Moreover though, there's just a fairly big problem with how Okumura himself is handled as a villain. Unlike everyone else so far, you don't get to see much of his abuses in the real world. You do get to see him treating Haru herself like a tool with that arranged marriage she's being forced into, and that's certainly some powerful stuff, but his Palace focuses on his abuses of his workers and how that fuels his political ambitions, and you never see any of that in the real world directly. Sure, by that point you know that what the Palace shows pretty accurately resembles what the ruler is up to in the real world, but still, moments like finding that conveyor belt dumping the bodies of burned-out robots representing his workers into an incinerator to fuel the Palace would be so much more powerful if you'd, say, had to investigate Big Bang Burger in advance, or had a school trip to one of his factories, and found out about the workers being forced to work unpaid overtime or having crazy short lunch breaks, like other parts of the Palace imply are also happening.
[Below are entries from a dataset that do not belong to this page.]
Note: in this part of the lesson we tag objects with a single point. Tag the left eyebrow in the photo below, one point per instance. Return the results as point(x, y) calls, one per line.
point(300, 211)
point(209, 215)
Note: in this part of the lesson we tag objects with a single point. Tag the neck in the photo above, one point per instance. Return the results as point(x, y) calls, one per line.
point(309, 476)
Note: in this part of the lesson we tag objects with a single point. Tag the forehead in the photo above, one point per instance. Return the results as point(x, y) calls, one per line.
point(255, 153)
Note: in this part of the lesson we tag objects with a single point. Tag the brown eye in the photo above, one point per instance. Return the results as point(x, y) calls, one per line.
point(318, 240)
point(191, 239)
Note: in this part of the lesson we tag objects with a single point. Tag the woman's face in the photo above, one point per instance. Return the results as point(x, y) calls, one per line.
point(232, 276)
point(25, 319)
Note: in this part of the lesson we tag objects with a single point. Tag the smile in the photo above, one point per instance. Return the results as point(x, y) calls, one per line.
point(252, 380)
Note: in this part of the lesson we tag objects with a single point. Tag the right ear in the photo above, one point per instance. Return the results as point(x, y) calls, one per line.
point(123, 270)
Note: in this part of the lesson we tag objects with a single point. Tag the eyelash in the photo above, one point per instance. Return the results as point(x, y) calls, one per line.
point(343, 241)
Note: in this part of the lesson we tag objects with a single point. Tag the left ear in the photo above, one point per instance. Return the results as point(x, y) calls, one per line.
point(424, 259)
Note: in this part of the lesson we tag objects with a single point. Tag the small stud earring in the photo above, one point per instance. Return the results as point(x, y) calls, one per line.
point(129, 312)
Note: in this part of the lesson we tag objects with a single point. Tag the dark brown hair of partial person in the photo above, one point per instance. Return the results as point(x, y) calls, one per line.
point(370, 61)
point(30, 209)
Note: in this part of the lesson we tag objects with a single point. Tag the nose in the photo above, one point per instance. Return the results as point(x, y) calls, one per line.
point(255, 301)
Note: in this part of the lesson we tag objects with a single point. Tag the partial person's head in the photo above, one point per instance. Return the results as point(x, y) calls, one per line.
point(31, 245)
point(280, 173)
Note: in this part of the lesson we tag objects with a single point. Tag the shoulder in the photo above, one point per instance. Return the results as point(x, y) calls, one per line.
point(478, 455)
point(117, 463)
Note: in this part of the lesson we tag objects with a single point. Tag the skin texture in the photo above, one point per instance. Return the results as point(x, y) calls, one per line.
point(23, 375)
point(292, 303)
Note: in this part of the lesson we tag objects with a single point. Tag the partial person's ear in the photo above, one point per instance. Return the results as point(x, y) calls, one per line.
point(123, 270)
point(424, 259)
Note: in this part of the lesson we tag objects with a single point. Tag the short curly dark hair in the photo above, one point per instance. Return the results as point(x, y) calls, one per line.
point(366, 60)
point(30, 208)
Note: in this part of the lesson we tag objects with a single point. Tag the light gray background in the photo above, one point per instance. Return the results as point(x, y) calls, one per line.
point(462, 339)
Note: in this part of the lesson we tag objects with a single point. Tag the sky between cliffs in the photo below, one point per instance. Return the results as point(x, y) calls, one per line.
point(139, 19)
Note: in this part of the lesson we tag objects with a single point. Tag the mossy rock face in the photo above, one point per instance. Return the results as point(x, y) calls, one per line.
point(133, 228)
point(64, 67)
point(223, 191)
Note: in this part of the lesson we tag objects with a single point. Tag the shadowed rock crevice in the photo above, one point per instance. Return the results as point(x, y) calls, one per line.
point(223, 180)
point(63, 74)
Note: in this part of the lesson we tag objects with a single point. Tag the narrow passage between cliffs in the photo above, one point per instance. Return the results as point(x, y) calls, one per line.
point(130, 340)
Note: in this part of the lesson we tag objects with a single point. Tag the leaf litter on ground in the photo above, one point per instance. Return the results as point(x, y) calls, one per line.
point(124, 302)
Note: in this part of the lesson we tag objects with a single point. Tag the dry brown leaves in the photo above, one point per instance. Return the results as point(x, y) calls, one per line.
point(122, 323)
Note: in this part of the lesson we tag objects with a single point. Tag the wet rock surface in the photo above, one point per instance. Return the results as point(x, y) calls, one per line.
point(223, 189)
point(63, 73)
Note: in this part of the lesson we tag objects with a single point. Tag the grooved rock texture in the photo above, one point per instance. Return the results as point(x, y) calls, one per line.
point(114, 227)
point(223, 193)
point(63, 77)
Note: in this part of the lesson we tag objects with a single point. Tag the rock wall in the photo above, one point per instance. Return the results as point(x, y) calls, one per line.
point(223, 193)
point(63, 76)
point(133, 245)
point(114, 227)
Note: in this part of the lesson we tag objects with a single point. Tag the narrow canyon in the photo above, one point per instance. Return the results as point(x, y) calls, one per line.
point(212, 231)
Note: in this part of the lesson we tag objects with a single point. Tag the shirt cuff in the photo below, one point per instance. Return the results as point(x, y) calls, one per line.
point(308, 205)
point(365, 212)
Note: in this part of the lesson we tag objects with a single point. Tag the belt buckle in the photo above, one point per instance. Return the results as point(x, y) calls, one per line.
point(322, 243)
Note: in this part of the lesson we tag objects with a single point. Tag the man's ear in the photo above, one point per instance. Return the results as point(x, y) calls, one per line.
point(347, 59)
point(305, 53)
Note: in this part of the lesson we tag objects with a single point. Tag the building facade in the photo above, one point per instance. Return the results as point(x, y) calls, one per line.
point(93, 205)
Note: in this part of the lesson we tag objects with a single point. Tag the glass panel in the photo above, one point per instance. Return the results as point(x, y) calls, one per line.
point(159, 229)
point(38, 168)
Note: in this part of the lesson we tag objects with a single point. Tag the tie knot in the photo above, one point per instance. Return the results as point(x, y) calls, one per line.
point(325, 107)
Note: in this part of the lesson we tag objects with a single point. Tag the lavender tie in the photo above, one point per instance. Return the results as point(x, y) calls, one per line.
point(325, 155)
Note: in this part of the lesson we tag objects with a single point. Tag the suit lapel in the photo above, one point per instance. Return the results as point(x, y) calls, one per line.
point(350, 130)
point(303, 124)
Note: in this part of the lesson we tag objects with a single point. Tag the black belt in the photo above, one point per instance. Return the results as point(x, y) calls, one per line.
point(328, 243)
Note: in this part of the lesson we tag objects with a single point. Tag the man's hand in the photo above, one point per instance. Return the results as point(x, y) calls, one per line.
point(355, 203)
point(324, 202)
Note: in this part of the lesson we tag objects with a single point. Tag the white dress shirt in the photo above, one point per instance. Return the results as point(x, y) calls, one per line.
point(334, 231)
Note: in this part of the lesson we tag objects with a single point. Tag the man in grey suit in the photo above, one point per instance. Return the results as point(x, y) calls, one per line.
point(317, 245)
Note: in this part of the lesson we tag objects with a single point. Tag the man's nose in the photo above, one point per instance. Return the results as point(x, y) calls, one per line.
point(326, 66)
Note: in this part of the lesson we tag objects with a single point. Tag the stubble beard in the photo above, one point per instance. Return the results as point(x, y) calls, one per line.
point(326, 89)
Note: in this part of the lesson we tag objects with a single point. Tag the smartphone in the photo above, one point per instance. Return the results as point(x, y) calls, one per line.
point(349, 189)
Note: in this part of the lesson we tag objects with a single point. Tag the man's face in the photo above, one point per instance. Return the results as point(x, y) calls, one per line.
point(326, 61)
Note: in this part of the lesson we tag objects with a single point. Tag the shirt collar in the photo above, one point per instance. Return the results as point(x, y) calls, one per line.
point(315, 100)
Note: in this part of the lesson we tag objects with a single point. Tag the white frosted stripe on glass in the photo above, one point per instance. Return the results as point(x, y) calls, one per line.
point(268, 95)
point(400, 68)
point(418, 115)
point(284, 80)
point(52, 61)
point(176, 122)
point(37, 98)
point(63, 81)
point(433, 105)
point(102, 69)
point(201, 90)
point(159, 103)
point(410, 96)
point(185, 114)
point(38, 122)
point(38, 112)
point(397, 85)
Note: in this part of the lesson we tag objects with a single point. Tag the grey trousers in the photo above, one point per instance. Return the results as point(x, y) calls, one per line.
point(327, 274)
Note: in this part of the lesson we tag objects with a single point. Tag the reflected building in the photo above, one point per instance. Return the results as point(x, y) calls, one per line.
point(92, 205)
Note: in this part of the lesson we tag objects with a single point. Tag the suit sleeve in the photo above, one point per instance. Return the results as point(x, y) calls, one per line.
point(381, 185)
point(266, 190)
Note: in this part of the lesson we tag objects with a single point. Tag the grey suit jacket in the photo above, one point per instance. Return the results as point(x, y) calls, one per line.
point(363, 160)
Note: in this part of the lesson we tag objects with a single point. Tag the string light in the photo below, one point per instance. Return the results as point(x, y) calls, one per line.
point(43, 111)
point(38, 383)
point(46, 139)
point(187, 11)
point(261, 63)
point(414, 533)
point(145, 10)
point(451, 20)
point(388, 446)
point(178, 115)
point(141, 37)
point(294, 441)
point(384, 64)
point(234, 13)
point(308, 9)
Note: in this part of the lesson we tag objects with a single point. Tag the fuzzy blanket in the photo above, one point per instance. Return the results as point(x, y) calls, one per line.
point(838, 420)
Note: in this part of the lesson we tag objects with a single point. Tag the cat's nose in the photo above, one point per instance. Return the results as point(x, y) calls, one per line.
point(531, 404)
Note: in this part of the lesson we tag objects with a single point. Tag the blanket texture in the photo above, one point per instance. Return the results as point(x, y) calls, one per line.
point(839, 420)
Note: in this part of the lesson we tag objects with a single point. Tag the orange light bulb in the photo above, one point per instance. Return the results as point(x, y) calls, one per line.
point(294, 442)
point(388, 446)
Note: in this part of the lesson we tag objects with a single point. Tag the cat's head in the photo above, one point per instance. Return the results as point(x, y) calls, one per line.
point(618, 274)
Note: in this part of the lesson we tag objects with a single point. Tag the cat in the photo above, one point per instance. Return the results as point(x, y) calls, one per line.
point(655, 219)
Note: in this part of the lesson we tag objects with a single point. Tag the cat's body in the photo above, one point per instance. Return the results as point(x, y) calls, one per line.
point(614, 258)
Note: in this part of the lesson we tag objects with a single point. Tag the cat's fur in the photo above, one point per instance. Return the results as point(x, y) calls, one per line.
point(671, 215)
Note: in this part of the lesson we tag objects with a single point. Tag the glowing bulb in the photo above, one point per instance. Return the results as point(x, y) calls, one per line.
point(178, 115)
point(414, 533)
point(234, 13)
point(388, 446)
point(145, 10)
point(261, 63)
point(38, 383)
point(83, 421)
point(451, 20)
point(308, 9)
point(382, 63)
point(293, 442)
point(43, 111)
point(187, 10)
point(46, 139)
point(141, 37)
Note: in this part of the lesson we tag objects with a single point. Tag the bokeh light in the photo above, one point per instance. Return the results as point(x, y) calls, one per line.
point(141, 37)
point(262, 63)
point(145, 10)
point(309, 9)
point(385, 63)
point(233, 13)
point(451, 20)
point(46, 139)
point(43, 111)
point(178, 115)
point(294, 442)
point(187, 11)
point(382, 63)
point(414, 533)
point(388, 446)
Or, alternatively, the Palace could've had at least one portion that did emphasize his treatment of Haru specifically, rather than everything being so focused on his businesses - as-is there's that mini-boss fight with the cognitive version of her fiance, and that's it.

All of it just kind of leaves this part of the game vaguely unsatisfying compared to the first four Palaces, and if memory serves that continues on through the end from here. I was hoping that a re-run years after having played the game the first time might lead me to be happier with this part of the game, but so far, not so, sadly. Maybe things will improve as I hit parts that are more changed - I know there's a whole additional section that's been added to the game after the original ending, so I have some hopes for that, but we'll see.